R v Heremaia [2025] NZHC 892 (11 April 2025) McHerron J
Sentencing – H sentenced for pleading guilty to murdering R and arson setting fire to car with R’s body inside – P pleaded guilty to being party to arson –
On murder, H sentenced to life imprisonment with 12 years MPI – Subsequently burning R’s body aggravating factor justifying uplift to MPI – P sentenced to 12 months home detention for being party to arson.
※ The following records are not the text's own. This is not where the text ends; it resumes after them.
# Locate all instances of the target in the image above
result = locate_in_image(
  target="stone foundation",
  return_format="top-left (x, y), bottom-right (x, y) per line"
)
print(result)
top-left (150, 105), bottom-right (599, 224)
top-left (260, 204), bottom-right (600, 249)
R v Pan [2025] SCC 12 (10 April 2025)
Unsuccessful appeal and cross-appeals from Ontario CA – JP lived with parents, with whom she had difficult relationship – In November 2010, three armed intruders entered P family home – Parents were each shot in head and shoulders – Mrs P died, Mr P seriously injured but survived – JP, also at home, left unharmed, tied to banister –
JP, W, C and M, charged with Mrs P’s first degree murder and Mr P’s attempted murder – Crown’s theory at trial JP arranged through W and C to have parents killed by persons including M – At trial, jury convicted them on both charges –
All appealed convictions, saying several errors made during trial – Trial judge told jury only two scenarios that could establish guilt arose on evidence – Under scenario one, single planned and deliberate attack with intention of murdering both parents – Under scenario two, home invasion and robbery, in commission of which parents shot – Defence urged trial judge instruct jury on third scenario, that there was plan to kill only father, in carrying out that plan, mother shot – If jury accepted third scenario, some accused could have been convicted of second degree murder or manslaughter instead of first degree murder – Trial judge refused to instruct jury on this possibility because no “air of reality”, meaning no reasonable jury could reach this conclusion in circumstances of case –
Accused said trial judge wrong to allow slide show presentation Crown prepared into jury room, wrong not to dismiss juror for alleged bias and wrong in telling jury how to use evidence about character of another accused, whose case proceeded separately –
CA allowed appeal – Said third scenario had air of reality, should have been left with jury – Required new trial on first degree murder charge – CA left attempted murder convictions in place, trial judge’s error did not taint those convictions – CA said trial judge made no error regarding slide show, alleged juror bias or evidence about other accused –
Crown appealed to SC seeking to restore first degree murder convictions – Said CA wrong to find that third scenario had air of reality and this required setting aside convictions –
Accused each cross-appealed, seeking to set aside attempted murder convictions – Said error CA identified also tainted these convictions, new trial was required on both counts – Also renewed unsuccessful arguments before CA about slide show, alleged juror bias, and evidence about other accused –
SC majority dismissed appeal and cross-appeals – Said CA right to order new trial for all accused on first degree murder count – Third scenario had air of reality and jury should have been permitted to consider –Trial judge’s error did not taint attempted murder convictions, those convictions stood – Regarding other grounds, no reversible error in trial judge’s approach to slide show or allegations of juror bias and instructions to jury on evidence about other accused provided no basis for interfering with convictions – Appeal and cross-appeals dismissed.